Greenwalt & Kouf confirmed in an interview that Mom & Dad was Adalind & Nick…

I’ll admit, I haven’t seen that interview…and I’ve seen a lot of them. But here’s the thing: you can send me a link right now to a video of Greenwalt and Kouf chanting “when Diana says ‘mom and dad’ she means Nick and Adalind” over and over for two hours, and I still won’t interpret it that way.

Why? Because whatever they say in interviews, they didn’t choose to make it concrete in canon.

When an author chooses not to state something outright in canon, they leave it open to audience interpretation. They can come back later and say whatever they want in interviews, but “word of god” that does not also exist in canon is not technically canon and doesn’t have to affect how we interpret the text.

If an author wants something interpreted a certain way, that’s all well and good for them. But if they didn’t state it that way in the actual text, they leave the door open for any number of other interpretations, from the mostly-canonically-supported to the absolutely-wackadoo-unlikely-but-still-not-technically-contradictory.

That’s the beauty of interpretation, headcanon, fanon, fandom.

For many reasons, some personal and some canonical, I choose not to interpret that line a certain way. Which is completely fine. After all, the writers left the door wide open.

somekindofsaviour
replied to your post “Since Diana said “Mom and Dad are waiting”, I’m guessing that Dad…”

Thank you. Sean is an asshole, but he’s been consistent about wanting to be Diana’s dad.

That’s how I feel, too. And while I agree wholeheartedly with (and am a living example of) @resistpoisontangface‘s statement that you can have more than one dad–or mom for that matter–I also know that kids tend to pick up on their parents’ feelings about certain things and act accordingly. And I cannot ever see Sean being okay with Diana calling someone else “dad,” least of all Nick. Give it 20 years or 200 years, it ain’t gonna happen.

So based just on my own personal experience, and the fact that Diana consistently called Nick by his first name, I don’t think she meant Nick when she said “dad.” I don’t interpret it that way. It’s fine if other people do, but I never will. And that’s not a reflection on how I view Nick’s role in Diana’s life. That’s just how I feel about how she’d apply the label.

resistpoisontangface
replied to your post “Since Diana said “Mom and Dad are waiting”, I’m guessing that Dad…”

I thought it was pretty clear that Nick was “dad,” and as someone is also from a blended family, you can have two dads.

You can absolutely have two dads, including without any step-parents at all! I never meant to suggest otherwise.
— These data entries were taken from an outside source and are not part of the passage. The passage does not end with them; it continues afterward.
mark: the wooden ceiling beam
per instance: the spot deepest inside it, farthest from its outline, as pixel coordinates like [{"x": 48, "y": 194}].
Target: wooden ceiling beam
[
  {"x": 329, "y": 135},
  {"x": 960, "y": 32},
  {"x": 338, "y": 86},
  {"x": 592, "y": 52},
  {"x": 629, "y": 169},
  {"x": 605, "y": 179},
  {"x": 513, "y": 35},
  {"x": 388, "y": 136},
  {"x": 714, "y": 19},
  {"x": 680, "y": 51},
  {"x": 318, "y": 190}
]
If you read the linked post in the ask you replied to, I gave three different examples of how I’ve seen kids from blended families refer to their step-parents, including my own, in which I call my step-mother “Momma.”

They left a lot of things open to interpretation in that last scene, not the least of which was who Diana means when she says “mom and dad.” If you think she means Nick and Adalind, great! You’re entitled to that interpretation. I don’t interpret it that way, and that’s also great, and I’m just as entitled to my interpretation. That’s the beauty of leaving it as open as they did…it gives a measure of closure while also allowing fans to fill in the details that make them the happiest.